Bab 4
“Bagaimana menurutmu?” tanyaku penuh dengan semangat setelah salah satu presentasi terpenting dalam hidupku.
“Apa kau belum percaya juga dengan apa yang tampilkan tadi? Yang kau presentasikan tadi itu sangat bagus. Itu sangat berkesan sampai-sampai tidak dapat berkata-kata,” ujar Julian sambil duduk di atas meja kerjaku.
Aku langsung tersenyum kecil sambil melihat kembali catatan yang kubuat saat rapat berlangsung. Aku sudah mengerjakan proyek ini selama berminggu-minggu, tapi jika kami berhasil mendapatkan klien, ini akan menjadi sebuah sejarah dalam firma properti besar semua akan terbayar lunas.
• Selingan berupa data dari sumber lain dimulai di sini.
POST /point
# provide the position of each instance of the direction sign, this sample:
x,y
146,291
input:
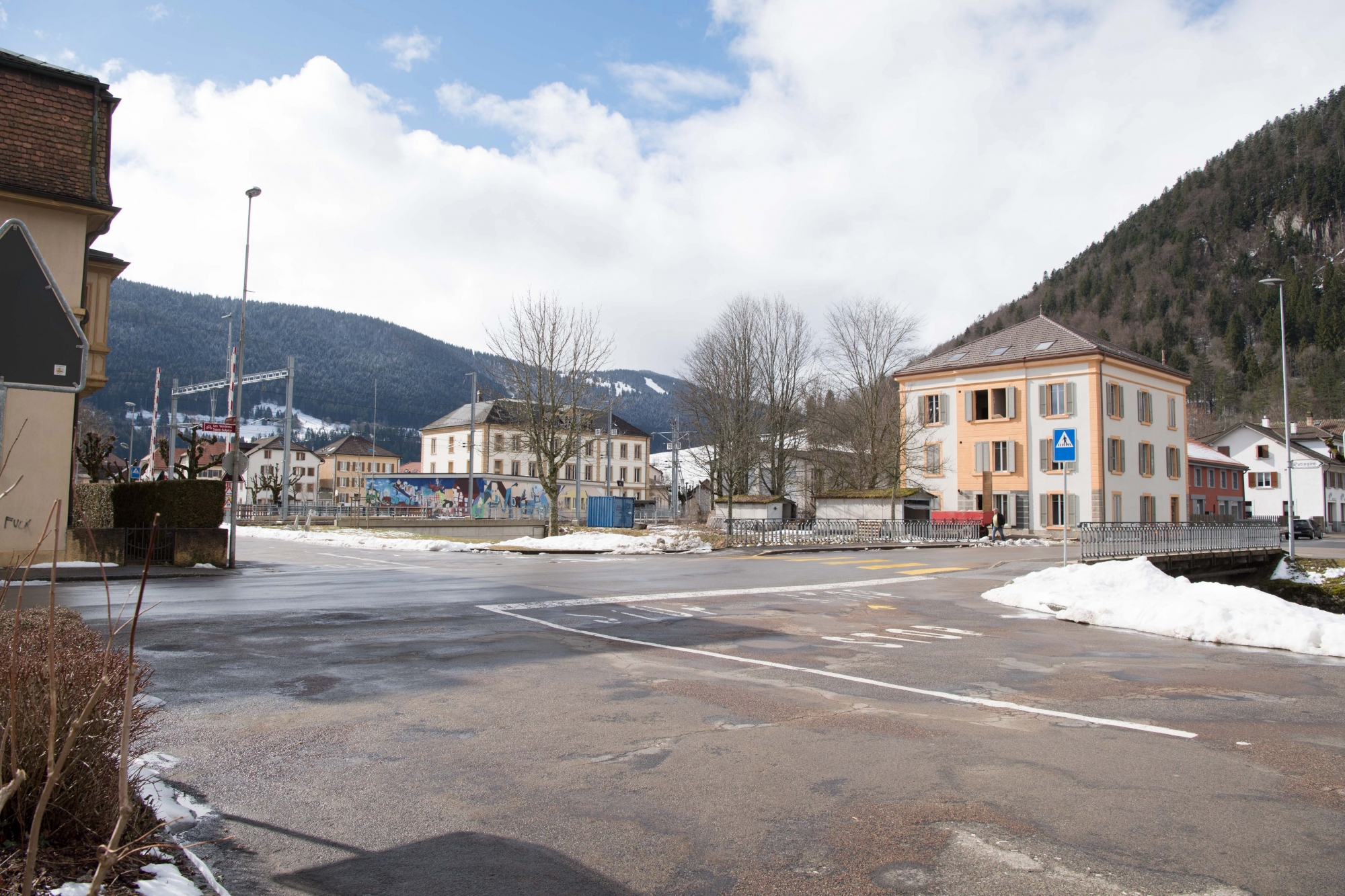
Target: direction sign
x,y
1063,446
42,345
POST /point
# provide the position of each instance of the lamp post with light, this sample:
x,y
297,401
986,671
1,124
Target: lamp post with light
x,y
1284,370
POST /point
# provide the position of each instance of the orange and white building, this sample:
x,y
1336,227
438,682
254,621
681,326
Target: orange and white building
x,y
993,405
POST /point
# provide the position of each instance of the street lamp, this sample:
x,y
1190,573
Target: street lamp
x,y
1284,370
131,447
239,384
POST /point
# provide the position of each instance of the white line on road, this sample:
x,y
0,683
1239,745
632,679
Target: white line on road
x,y
689,595
961,698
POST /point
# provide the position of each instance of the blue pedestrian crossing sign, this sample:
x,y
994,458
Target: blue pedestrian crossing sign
x,y
1063,446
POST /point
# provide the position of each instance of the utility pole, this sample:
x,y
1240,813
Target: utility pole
x,y
252,193
290,417
471,444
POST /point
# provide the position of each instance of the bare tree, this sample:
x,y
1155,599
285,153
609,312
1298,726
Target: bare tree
x,y
866,431
785,353
549,357
723,397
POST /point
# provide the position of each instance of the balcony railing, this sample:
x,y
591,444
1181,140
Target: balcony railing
x,y
1109,541
763,533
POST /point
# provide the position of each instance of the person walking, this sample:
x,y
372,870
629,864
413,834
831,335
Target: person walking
x,y
997,525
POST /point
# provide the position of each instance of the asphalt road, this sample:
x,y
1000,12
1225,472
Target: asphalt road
x,y
376,721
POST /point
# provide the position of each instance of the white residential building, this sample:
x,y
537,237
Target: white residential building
x,y
995,404
1319,478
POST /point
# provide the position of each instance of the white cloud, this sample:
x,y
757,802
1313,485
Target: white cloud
x,y
941,155
410,49
669,87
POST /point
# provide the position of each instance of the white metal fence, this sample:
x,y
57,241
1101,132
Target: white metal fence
x,y
1104,541
762,533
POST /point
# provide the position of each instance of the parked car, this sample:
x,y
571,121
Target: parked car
x,y
1304,530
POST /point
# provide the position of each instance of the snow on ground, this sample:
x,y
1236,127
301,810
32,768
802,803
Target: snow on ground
x,y
1305,576
383,538
1135,594
617,544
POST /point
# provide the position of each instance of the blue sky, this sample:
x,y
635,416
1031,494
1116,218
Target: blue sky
x,y
506,48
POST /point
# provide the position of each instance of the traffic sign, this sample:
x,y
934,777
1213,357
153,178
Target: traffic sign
x,y
1063,446
235,463
42,346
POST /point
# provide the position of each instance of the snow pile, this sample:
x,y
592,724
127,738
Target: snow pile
x,y
384,540
611,542
1135,594
1305,576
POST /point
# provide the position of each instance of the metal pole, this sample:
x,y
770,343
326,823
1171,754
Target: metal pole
x,y
1289,450
239,385
290,416
173,428
471,444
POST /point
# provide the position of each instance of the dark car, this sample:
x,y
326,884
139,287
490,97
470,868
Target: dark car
x,y
1304,530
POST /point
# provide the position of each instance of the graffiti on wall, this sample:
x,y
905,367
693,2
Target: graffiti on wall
x,y
447,495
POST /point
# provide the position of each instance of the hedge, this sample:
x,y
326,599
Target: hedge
x,y
181,503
“Apa kau yakin saat ditanya tentang relasi di daerah timur nanti?” tanyaku cemas.
“Kenapa kau jadi tidak percaya diri, Jane?” ujar Julian sambil menjepit ramnut pirang gelapnya. “Tidak percuma kau menjadi bintang prestasi di Peaman untuk keahlianmu.”
“Sudahlah, lupakan,” cetusku malu meskipun sedikit merasa bangga mendengarkan kata bintang prestasi.
“Jangan menyangkal hal-hal yang selalu membuatmu berpikiran berlebihan. Aku selalu bilang bahwa kau akan memimpin tempat ini dalam waktu tiga tahun dan rapat hari ini membuktikannya. Presentasi tadi berjalan dengan lancar, jawaban kita pun begitu sempurna dan yang terpenting mereka menyukai akan dirimu,” Julian menyeringai.
“Jangan konyol dengan apa yang kau bilang,” tukasku sambil berharap bahwa ucapannya itu ada benarnya.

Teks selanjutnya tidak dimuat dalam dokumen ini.